Attachment in Patients with Bipolar and Unipolar Depression: A Comparison with Clinical and Non-clinical Controls
Angelo Picardi1, *, Mauro Pallagrosi2, Laura Fonzi7, Giovanni Martinotti3, Emanuele Caroppo4, Giulio Nicolò Meldolesi5, Giancarlo Di Gennaro6, Marco De Risi6, Massimo Biondi2
Identifiers and Pagination:Year: 2019
First Page: 143
Last Page: 152
Publisher ID: CPEMH-15-143
Article History:Received Date: 25/10/2019
Revision Received Date: 25/11/2019
Acceptance Date: 26/11/2019
Electronic publication date: 31/12/2019
Collection year: 2019
open-access license: This is an open access article distributed under the terms of the Creative Commons Attribution 4.0 International Public License (CC-BY 4.0), a copy of which is available at: https://creativecommons.org/licenses/by/4.0/legalcode. This license permits unrestricted use, distribution, and reproduction in any medium, provided the original author and source are credited.
A link between depression and insecure attachment has long been postulated. Although many studies examined the relationship between depressive symptoms and attachment, relatively few studies were performed on patients diagnosed with depression. Also, research on patients with bipolar disorder is scarce.
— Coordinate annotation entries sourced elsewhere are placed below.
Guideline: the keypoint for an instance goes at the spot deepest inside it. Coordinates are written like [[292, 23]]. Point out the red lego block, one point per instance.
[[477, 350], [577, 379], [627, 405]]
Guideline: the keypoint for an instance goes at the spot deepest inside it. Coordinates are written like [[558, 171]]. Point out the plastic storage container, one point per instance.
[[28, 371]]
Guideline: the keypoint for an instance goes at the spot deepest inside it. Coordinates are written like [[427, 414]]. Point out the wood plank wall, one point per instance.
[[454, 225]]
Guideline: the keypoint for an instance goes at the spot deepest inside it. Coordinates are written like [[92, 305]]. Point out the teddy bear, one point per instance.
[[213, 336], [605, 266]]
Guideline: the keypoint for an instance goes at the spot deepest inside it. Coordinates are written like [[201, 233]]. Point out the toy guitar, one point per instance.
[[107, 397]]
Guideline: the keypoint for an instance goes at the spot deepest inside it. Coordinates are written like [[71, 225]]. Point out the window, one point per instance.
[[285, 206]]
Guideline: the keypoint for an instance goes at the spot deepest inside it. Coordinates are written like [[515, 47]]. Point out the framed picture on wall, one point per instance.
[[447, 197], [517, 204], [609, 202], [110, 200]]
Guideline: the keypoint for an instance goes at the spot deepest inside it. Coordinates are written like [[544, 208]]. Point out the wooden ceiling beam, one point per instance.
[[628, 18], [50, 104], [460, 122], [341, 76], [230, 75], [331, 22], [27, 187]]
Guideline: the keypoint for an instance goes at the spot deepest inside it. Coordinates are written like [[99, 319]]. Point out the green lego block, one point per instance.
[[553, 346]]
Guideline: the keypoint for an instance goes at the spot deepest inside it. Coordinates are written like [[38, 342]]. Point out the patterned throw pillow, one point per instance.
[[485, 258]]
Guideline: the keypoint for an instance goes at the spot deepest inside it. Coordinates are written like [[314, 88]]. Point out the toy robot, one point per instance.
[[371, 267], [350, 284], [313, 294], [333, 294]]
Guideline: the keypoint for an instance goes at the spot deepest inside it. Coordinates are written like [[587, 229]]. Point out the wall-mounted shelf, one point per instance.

We aimed at testing the association between attachment insecurity and unipolar and bipolar depression.
We studied 21 patients with bipolar disorder, current episode depressed, and three age- and sex-matched groups, each consisting of 21 individuals: patients with major depressive disorder, recurrent episode; patients with epilepsy; non-clinical participants. The Experience in Close Relationships questionnaire was used to assess adult attachment style.
Patients with both bipolar and unipolar depression displayed significantly higher scores on attachment-related avoidance as compared with patients with epilepsy and non-clinical participants. Also, patients with bipolar depression scored significantly higher on attachment-related anxiety than all other groups. In both psychiatric groups, attachment dimensions were not significantly correlated with global clinical severity or severity of depression.
Despite some study limitations, our results are consistent with some previous studies and provide support to Bowlby's seminal hypothesis that attachment insecurity may predispose to depression. Attachment theory may provide a valuable theoretical framework for future research and for guiding treatment.